🤖 AI Summary
In high-speed off-road navigation, frequent vehicle takeoffs invalidate conventional ground-contact assumptions, undermining traditional control paradigms reliant solely on error feedback.
Method: This paper proposes a hybrid forward kinematic-dynamic model that synergistically integrates first-principles physics with data-driven compensation, enabling motion planning over fixed-time horizons. During brief airborne phases, the model permits active regulation of aerial attitude and landing pose—including position, orientation angles, and their derivatives—using only standard throttle and steering commands.

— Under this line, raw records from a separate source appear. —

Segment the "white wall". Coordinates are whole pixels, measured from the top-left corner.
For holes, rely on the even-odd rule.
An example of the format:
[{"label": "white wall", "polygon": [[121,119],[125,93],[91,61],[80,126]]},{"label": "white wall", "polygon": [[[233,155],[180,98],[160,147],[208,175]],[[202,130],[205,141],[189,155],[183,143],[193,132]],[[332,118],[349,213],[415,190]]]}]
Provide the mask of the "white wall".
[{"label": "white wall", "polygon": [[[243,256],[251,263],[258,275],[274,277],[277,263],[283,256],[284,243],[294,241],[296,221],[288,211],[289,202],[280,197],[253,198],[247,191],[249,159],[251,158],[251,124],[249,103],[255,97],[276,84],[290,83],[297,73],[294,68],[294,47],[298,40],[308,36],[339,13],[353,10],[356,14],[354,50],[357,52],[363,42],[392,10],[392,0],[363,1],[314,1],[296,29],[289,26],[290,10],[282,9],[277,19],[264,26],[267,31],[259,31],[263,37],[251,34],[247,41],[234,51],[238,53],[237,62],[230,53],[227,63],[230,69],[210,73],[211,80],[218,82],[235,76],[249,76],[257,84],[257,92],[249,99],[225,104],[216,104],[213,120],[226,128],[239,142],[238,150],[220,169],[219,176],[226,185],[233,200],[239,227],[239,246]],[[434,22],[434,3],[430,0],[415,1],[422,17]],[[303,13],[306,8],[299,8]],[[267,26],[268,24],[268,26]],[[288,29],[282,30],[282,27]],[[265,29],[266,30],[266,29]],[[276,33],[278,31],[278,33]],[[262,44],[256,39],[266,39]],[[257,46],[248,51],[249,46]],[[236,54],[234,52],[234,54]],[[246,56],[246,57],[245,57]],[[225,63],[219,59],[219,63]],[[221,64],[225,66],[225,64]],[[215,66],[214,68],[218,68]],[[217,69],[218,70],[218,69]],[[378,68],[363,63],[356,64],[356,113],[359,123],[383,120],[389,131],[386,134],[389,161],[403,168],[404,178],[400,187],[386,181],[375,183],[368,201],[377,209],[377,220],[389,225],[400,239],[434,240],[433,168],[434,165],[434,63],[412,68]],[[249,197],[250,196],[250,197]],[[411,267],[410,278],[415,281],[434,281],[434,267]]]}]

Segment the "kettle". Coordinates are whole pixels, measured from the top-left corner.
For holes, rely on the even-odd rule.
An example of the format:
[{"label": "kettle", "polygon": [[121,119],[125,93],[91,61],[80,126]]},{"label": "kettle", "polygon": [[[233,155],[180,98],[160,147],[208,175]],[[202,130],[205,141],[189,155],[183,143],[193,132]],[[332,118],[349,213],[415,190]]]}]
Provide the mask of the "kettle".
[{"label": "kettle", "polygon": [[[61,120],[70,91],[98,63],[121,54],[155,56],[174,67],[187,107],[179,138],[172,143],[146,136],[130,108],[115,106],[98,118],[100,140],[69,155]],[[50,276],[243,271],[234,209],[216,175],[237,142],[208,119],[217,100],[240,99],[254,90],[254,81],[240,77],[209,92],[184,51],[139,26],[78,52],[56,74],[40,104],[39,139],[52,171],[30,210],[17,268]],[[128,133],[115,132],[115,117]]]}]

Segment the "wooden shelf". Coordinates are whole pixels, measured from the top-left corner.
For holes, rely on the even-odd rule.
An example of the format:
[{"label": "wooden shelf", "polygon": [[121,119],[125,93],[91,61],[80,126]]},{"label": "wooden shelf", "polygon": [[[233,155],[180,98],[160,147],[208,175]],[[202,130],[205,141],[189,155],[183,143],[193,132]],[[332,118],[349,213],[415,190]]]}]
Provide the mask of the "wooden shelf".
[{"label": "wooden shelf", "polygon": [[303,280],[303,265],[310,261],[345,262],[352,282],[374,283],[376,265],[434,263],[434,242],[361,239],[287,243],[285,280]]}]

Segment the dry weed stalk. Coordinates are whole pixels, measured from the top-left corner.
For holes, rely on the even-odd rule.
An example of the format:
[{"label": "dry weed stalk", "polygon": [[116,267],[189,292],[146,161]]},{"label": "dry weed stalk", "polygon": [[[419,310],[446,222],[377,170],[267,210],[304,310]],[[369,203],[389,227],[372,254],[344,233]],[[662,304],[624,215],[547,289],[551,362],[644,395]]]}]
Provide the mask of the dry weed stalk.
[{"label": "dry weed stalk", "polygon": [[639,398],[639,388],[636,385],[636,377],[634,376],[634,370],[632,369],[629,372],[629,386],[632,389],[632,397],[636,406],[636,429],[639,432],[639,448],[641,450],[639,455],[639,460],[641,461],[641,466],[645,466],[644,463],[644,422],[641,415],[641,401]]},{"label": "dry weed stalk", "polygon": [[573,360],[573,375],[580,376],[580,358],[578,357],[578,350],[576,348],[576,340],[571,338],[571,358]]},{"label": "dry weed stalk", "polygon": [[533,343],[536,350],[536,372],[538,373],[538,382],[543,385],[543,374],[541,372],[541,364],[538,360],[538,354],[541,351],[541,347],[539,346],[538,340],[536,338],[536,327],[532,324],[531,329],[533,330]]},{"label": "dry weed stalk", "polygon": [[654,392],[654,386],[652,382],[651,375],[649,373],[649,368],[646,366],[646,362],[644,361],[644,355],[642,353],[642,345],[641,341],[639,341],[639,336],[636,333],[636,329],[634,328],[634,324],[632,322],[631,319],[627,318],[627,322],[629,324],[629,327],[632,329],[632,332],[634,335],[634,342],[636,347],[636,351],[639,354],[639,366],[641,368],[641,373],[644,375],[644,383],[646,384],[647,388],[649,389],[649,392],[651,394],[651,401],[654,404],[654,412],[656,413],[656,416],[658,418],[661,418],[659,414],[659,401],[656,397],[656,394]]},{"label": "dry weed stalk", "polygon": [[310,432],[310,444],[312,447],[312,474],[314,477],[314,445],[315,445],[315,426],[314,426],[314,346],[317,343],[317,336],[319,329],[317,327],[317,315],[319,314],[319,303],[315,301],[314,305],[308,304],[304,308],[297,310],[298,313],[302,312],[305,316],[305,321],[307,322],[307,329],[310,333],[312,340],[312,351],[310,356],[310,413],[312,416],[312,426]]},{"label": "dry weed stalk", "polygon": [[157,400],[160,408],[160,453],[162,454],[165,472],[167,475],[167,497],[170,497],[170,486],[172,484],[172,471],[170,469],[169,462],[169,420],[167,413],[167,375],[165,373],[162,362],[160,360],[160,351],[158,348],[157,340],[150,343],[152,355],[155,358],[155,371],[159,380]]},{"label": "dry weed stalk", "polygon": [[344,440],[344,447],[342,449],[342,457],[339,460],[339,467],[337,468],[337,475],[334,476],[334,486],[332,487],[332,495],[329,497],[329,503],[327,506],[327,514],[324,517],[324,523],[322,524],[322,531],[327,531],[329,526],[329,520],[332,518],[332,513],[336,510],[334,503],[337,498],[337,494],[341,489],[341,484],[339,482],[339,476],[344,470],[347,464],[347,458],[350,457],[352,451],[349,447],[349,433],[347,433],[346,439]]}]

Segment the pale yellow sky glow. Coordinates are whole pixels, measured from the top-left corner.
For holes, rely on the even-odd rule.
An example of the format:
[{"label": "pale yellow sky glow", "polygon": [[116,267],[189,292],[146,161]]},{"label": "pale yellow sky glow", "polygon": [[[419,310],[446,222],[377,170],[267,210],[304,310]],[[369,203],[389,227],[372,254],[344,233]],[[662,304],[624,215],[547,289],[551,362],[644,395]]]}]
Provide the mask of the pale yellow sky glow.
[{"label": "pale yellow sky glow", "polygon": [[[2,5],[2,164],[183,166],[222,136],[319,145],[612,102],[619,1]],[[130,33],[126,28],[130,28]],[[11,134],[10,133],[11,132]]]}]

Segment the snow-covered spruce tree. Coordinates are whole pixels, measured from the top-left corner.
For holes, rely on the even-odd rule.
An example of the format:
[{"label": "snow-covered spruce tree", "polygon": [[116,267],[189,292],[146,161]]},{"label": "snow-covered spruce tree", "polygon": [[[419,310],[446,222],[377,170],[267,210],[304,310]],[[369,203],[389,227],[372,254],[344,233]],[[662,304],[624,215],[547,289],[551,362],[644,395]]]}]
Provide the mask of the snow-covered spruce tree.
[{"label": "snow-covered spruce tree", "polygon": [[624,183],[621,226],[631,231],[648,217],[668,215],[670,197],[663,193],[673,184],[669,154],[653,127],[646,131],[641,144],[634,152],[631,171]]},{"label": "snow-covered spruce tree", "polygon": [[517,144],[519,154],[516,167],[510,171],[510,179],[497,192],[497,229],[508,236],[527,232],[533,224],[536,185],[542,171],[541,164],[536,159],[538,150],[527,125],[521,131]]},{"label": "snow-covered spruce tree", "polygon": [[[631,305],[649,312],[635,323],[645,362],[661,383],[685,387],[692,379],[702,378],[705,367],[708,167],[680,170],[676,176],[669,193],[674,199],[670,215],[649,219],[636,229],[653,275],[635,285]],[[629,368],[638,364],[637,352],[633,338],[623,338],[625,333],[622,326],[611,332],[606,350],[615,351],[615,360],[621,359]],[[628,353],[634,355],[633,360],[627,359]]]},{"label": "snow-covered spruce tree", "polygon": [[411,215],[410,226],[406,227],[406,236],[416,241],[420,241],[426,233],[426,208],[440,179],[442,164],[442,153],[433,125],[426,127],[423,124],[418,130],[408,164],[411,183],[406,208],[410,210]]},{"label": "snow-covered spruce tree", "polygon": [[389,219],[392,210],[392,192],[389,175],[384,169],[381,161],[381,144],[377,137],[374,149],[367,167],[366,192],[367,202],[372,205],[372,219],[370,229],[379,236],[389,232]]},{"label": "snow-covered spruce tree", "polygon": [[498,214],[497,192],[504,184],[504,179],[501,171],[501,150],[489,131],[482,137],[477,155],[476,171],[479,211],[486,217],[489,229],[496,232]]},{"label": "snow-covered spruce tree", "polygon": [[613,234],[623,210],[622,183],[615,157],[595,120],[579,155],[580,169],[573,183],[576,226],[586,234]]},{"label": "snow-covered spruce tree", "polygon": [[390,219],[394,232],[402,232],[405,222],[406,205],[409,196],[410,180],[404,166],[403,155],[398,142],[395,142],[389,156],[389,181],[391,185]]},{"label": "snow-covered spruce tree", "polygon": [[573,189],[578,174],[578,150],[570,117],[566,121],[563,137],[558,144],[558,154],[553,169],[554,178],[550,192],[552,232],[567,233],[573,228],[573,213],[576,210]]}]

Contribution/Results: Validated through extensive indoor and outdoor real-world takeoff experiments, the system achieves centimeter-level landing accuracy and millisecond-scale attitude response, significantly outperforming purely error-driven approaches. Its core contribution is the first integration of an interpretable physical model with learned residual compensation, establishing a deployable modeling and planning framework for “flight-style” autonomous navigation in unstructured high-speed off-road environments.
📝 Abstract
When pushing the speed limit for aggressive off-road navigation on uneven terrain, it is inevitable that vehicles may become airborne from time to time. During time-sensitive tasks, being able to fly over challenging terrain can also save time, instead of cautiously circumventing or slowly negotiating through. However, most off-road autonomy systems operate under the assumption that the vehicles are always on the ground and therefore limit operational speed. In this paper, we present a novel approach for in-air vehicle maneuver during high-speed off-road navigation. Based on a hybrid forward kinodynamic model using both physics principles and machine learning, our fixed-horizon, sampling-based motion planner ensures accurate vehicle landing poses and their derivatives within a short airborne time window using vehicle throttle and steering commands. We test our approach in extensive in-air experiments both indoors and outdoors, compare it against an error-driven control method, and demonstrate that precise and timely in-air vehicle maneuver is possible through existing ground vehicle controls.